Government set up to tax, spend
Published: October 11, 2009
We have two major political parties in our country, Republicans and Democrats. For our government to work reasonably well, both parties need to behave, have a reasonable grip on reality and actually have an interest in governing responsively to meet the challenges of a changing world.
Responsible governance cannot be based on a handful of words and catch phrases, while ignoring the complexity of an evolving world. For one party to repeatedly characterize the other as “those tax and spend Democrats” and to proclaim that “there is no such thing as a bad tax cut” trivializes the mission of government.
It may disturb the modern Republican Party to no end, but the basic functions government has are to tax and spend. This is a realistic definition of government: that which taxes and spends.
We may argue about how government taxes (income, sales, property, progressive or regressive) and about what it spends on (health care, defense, roads, lawmaking and enforcement), but it always boils down to the same fundamental actions: Government taxes and government spends.
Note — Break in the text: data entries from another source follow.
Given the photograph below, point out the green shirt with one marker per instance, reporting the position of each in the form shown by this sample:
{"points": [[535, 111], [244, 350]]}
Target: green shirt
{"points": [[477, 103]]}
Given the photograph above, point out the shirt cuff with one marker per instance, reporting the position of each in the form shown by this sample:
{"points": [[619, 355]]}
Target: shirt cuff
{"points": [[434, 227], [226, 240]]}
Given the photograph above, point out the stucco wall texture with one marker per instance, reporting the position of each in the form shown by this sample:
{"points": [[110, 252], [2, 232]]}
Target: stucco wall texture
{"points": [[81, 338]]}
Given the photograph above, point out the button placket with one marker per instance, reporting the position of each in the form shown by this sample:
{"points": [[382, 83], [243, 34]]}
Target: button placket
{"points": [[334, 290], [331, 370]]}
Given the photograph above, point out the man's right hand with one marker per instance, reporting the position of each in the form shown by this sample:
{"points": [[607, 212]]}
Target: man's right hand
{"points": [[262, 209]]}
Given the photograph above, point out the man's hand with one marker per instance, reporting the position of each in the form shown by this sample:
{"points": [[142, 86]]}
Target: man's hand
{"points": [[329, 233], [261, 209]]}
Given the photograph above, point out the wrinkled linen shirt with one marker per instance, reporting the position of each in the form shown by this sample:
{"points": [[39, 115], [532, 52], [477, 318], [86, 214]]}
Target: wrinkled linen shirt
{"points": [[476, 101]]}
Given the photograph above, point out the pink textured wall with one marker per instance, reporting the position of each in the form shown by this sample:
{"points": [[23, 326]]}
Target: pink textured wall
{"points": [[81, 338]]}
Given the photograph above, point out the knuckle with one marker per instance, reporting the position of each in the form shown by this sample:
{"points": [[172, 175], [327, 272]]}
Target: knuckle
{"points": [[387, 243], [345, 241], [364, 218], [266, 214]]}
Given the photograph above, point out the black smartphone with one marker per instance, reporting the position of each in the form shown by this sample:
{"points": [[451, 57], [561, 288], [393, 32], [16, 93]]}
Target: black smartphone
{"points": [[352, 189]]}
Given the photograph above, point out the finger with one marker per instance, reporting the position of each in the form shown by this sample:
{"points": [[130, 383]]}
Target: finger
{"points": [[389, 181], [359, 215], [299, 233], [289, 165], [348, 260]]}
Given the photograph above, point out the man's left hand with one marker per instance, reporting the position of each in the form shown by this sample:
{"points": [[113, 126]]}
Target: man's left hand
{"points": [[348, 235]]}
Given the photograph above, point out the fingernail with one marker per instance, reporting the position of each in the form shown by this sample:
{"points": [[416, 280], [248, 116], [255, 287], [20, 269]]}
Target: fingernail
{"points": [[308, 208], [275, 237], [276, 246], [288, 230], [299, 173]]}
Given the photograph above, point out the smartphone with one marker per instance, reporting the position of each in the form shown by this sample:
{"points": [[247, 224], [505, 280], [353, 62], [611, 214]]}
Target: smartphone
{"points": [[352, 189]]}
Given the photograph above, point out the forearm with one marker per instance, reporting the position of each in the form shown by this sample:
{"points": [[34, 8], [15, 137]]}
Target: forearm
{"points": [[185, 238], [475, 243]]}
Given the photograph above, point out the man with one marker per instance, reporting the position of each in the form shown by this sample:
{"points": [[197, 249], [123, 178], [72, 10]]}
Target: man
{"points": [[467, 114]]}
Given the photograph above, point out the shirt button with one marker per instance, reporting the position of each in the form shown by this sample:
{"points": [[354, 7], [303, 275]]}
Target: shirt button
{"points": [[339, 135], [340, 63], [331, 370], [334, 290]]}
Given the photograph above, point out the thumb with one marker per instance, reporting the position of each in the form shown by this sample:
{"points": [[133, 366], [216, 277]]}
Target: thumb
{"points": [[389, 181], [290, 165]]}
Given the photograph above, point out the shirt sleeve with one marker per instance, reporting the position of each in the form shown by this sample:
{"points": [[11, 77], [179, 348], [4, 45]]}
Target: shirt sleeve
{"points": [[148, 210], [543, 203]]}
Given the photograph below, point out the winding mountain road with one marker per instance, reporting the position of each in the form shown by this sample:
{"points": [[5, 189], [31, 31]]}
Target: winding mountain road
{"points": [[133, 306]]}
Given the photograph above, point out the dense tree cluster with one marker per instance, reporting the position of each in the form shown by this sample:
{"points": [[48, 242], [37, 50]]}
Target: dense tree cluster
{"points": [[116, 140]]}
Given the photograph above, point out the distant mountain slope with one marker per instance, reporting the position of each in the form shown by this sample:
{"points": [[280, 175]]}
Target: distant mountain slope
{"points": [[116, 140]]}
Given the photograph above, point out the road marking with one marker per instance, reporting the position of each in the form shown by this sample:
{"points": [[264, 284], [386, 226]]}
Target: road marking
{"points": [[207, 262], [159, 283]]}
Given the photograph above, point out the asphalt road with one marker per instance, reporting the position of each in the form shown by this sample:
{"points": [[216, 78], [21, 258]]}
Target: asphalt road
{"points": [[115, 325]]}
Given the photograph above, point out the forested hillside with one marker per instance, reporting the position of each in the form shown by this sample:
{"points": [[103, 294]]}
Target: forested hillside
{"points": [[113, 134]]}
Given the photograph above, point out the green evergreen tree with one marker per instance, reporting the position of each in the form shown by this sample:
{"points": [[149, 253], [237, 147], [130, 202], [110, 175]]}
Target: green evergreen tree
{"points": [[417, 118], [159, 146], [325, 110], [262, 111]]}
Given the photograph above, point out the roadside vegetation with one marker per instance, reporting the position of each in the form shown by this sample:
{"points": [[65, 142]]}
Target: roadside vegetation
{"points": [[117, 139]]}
To label taxation as an obscenity, only associated with the other party, is to ignore the realities of sound economics and responsible governance.
This national tax phobia, driven by Republican politics and sloganeering, is reflected in our still unfolding recession and economic crisis. The idea that we can be wealthier through financial manipulation and irresponsible borrowing is at the core of the worst financial crisis since the Depression. Real wealth only comes from real work, actual production and responsible behavior, not from making bad loans and borrowing beyond all reason.
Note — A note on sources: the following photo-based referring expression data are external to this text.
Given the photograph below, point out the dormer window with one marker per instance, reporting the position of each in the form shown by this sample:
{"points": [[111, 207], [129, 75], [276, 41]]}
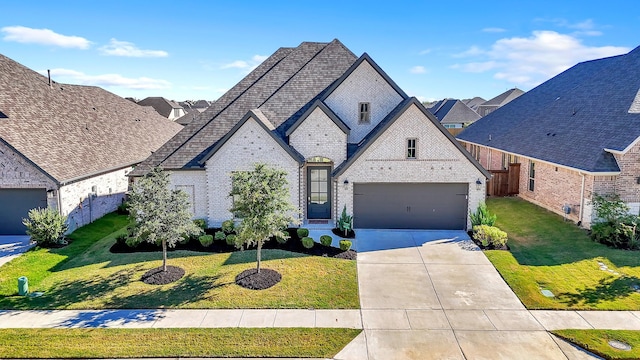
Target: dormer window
{"points": [[365, 113], [411, 148]]}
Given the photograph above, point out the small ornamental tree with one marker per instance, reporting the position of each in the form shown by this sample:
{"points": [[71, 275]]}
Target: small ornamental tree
{"points": [[261, 199], [161, 215]]}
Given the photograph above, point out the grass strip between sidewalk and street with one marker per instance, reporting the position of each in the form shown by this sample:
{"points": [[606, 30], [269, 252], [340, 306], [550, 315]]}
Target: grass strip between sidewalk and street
{"points": [[597, 342], [191, 342]]}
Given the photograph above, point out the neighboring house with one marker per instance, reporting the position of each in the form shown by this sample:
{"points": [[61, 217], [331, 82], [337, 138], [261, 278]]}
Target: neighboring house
{"points": [[474, 103], [344, 132], [453, 114], [489, 106], [164, 107], [574, 135], [68, 147]]}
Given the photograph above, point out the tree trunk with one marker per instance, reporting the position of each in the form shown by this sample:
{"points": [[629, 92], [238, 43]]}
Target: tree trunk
{"points": [[259, 255], [164, 255]]}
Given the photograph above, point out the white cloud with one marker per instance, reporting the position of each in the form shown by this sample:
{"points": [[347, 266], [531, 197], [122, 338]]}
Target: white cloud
{"points": [[532, 60], [494, 30], [244, 64], [27, 35], [418, 70], [107, 80], [124, 48]]}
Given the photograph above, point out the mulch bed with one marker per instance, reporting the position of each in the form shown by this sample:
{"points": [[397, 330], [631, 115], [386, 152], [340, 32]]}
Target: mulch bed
{"points": [[220, 246], [251, 279], [158, 277], [482, 247]]}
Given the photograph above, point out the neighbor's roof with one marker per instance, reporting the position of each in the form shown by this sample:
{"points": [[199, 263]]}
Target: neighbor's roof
{"points": [[572, 118], [452, 111], [163, 106], [503, 98], [280, 88], [73, 131]]}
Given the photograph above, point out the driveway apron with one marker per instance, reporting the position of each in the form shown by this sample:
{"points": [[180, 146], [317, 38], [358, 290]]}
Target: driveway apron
{"points": [[434, 295]]}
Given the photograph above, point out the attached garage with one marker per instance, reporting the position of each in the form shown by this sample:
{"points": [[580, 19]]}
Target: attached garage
{"points": [[15, 205], [410, 206]]}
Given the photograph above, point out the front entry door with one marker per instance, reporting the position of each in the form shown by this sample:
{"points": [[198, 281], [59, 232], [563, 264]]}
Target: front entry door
{"points": [[319, 192]]}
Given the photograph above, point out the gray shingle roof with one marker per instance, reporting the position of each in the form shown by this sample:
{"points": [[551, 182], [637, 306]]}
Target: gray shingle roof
{"points": [[73, 131], [570, 119], [282, 85], [503, 98], [452, 111]]}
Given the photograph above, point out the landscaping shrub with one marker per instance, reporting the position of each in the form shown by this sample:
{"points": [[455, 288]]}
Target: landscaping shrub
{"points": [[307, 242], [345, 223], [482, 216], [345, 245], [121, 239], [206, 240], [615, 227], [220, 235], [326, 240], [302, 232], [490, 236], [228, 226], [123, 209], [46, 226], [201, 223]]}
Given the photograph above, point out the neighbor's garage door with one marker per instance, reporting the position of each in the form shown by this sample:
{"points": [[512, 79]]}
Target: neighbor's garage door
{"points": [[15, 205], [410, 206]]}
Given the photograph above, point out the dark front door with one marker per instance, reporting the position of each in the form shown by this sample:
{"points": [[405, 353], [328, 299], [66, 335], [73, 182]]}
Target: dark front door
{"points": [[319, 192]]}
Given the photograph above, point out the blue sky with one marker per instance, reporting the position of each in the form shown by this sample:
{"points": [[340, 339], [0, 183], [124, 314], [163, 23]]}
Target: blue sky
{"points": [[199, 49]]}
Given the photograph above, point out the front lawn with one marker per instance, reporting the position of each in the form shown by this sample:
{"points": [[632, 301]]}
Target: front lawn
{"points": [[85, 275], [549, 253], [173, 343], [597, 342]]}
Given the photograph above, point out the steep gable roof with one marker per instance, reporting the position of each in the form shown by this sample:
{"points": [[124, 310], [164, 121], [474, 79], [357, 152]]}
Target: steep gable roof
{"points": [[452, 111], [572, 118], [356, 152], [72, 131], [279, 87]]}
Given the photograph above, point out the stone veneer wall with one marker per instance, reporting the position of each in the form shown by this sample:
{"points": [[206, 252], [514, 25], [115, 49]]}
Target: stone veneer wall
{"points": [[364, 84], [249, 145], [438, 161]]}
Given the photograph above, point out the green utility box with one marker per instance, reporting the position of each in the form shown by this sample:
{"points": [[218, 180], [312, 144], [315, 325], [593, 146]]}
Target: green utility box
{"points": [[23, 286]]}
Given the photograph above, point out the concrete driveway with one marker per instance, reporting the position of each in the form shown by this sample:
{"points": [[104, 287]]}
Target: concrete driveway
{"points": [[434, 295], [12, 246]]}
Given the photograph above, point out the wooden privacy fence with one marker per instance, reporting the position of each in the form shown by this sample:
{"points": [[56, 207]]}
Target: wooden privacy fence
{"points": [[504, 182]]}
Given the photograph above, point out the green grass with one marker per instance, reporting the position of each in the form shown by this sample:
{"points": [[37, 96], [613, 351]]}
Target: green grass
{"points": [[549, 253], [85, 275], [141, 343], [596, 341]]}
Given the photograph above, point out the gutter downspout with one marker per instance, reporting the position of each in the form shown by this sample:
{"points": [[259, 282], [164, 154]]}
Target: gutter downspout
{"points": [[581, 200]]}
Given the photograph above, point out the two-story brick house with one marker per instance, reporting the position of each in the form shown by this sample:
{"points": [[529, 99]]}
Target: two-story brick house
{"points": [[345, 133], [574, 135]]}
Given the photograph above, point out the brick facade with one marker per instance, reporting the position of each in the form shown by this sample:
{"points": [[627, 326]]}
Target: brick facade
{"points": [[250, 144], [364, 84], [194, 183], [437, 161]]}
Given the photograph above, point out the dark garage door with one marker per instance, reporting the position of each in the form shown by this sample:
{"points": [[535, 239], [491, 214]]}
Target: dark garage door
{"points": [[15, 205], [410, 206]]}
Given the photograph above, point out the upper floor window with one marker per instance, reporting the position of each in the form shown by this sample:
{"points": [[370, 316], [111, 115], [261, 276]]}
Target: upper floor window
{"points": [[365, 113], [411, 148], [532, 175]]}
To continually tell the American people that they can have adequate government without adequate taxation is not responsible, hard work, honest or productive of a better standard of living for our country. “I hate taxes, you should too” might win elections but it certainly is not responsible leadership.
Until both of our political parties are willing to talk about adequate taxation to pay for adequate government, we’ll be doomed to live an economic fantasy that 10 million unemployed Americans would more likely call a nightmare.
Adequate taxation for adequate government is a responsibility that both Democratic and Republican leaders must accept if they choose to lead, rather than pander for the voter’s approval.